The Lynching of Benjamin Thomas, August 8, 1899
Alexandria Community Remembrance Project
Report by the Alexandria Community Remembrance Project Research Committee, July 2020
Warning: The following article contains graphic descriptions of the lynching of a Black teenager in 1899.
Introduction
Around midnight on August 8, 1899, a 16-year-old African American teenager named Benjamin Thomas was lynched in Alexandria, Virginia. A white mob comprised of Alexandria citizens attacked the city jail on St. Asaph Street, and Benjamin Thomas was dragged half a mile to the southwest corner of King and Fairfax streets, opposite Market Square:
He was dragged, with a rope around his neck, three squares over cobble stones and over the roughest streets of that rough old town, surrounded by a mob of 2,000 whites, who pelted him with stones, brickbats, pieces of iron, pocket knives, and sent bullets through his body for every inch of that distance.1
Benjamin Thomas was hanged from a lamppost and the medical doctor who testified at the coroners inquest stated that he died from a bullet wound to the heart.2
Two years before, on April 23, 1897, another African American teenager, Joseph McCoy, was lynched in Alexandria. A white mob attacked the citys police station and pulled McCoy from his cell, dragged him with a rope around his neck, and then hanged him on the corner of Cameron and Lee Streets, only three blocks from where Benjamin Thomas would be murdered.3
Some things had changed in Alexandria since 1897.4 A different mayor and governor were in office, and members of the Alexandria Light Infantry had left to fight in the Spanish American War. However, there are striking commonalities between these two lynchings. They illustrate a much larger and wider history of systemic racism, injustice, and violence that persists in Alexandria, and America, to the present day.
This narrative highlights the inconsistencies, biases, sensationalism, and falsehoods in official statements and the white press reporting about the lynching. In both Alexandria lynchings, the white authorities were deliberately complicit in their refusal to name and bring to justice members of the white mob. In the case of Benjamin Thomas, the officers defending the jail were not prepared to do everything in their power to protect the prisoner. In fact, city officials and law enforcement officers obstructed and punished members of the Black community who were willing to stand up to white violence.

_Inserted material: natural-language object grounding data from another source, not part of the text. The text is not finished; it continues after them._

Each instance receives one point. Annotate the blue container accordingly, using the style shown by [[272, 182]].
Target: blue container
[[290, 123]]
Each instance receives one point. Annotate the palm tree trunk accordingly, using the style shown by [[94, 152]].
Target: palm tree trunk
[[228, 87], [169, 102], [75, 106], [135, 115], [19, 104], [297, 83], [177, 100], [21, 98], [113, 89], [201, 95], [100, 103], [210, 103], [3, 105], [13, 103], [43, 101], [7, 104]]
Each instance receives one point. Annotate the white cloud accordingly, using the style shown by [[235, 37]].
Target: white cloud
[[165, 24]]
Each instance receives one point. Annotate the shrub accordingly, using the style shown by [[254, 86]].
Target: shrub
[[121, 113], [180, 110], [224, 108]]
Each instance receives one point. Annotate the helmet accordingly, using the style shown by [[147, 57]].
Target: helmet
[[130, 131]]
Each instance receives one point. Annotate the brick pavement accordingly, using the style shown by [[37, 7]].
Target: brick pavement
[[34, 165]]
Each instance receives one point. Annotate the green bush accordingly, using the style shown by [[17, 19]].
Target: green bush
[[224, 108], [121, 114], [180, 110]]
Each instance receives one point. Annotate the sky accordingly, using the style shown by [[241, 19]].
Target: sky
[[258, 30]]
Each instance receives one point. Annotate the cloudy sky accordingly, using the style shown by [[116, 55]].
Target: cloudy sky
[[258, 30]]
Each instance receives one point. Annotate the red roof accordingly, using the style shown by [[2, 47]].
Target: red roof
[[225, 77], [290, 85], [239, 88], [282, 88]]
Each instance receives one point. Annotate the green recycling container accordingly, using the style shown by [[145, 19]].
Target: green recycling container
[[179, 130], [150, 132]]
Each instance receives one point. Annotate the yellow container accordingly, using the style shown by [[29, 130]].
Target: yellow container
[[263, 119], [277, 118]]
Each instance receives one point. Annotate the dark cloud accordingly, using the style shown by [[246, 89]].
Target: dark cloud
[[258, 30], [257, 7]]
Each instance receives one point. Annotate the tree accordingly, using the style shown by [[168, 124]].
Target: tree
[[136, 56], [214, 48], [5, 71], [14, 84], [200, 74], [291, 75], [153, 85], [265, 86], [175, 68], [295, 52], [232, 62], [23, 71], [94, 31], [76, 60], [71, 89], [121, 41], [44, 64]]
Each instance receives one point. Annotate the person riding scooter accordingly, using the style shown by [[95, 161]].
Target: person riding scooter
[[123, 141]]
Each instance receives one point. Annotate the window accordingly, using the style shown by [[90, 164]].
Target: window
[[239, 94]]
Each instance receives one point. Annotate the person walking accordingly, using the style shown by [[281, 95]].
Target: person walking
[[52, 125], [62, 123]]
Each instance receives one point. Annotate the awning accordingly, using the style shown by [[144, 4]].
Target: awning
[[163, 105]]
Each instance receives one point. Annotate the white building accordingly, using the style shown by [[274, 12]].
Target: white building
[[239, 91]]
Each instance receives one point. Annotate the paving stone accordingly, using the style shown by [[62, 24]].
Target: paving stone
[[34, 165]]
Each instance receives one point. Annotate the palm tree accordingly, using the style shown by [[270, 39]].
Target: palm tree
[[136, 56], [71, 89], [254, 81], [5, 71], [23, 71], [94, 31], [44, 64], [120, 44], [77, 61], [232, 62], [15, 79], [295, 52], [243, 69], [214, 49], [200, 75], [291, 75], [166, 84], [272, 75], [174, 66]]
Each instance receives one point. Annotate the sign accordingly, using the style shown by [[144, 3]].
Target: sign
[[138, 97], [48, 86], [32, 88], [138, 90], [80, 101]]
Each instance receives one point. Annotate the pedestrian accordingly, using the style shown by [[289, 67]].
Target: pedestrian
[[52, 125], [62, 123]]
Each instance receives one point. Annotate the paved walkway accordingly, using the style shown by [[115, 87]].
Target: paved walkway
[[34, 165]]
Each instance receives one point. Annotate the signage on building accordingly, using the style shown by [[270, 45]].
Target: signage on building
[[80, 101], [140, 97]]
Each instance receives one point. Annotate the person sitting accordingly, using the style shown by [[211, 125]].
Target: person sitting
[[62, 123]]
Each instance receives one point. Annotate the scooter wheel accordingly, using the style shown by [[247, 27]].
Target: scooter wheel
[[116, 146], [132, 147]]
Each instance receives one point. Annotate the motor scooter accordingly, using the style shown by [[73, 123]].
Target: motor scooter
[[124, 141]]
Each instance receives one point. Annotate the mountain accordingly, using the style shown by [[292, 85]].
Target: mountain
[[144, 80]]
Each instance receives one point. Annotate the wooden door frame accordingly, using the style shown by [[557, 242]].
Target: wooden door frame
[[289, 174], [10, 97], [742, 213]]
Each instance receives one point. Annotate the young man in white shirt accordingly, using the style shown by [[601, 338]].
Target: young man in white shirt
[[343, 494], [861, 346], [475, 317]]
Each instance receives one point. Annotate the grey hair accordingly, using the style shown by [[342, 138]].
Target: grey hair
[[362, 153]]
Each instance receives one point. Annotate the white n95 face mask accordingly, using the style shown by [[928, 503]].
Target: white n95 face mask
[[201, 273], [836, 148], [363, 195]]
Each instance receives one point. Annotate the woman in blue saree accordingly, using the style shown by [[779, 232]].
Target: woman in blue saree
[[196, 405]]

1 Cleveland Gazette (Cleveland, OH.), August 26, 1899, page 1. The Richmond Planet says the mob was comprised of thousands, Richmond Planet (Richmond, VA), August 12, 1899, page 2.
2 Alexandria Gazette, August 9, 1899, page 3.
3 Alexandria Gazette, August 8, 1899, page 3.
4 In the late 1890s Alexandria was a city of some 14,500 persons; 31% or about 4,500 were African American.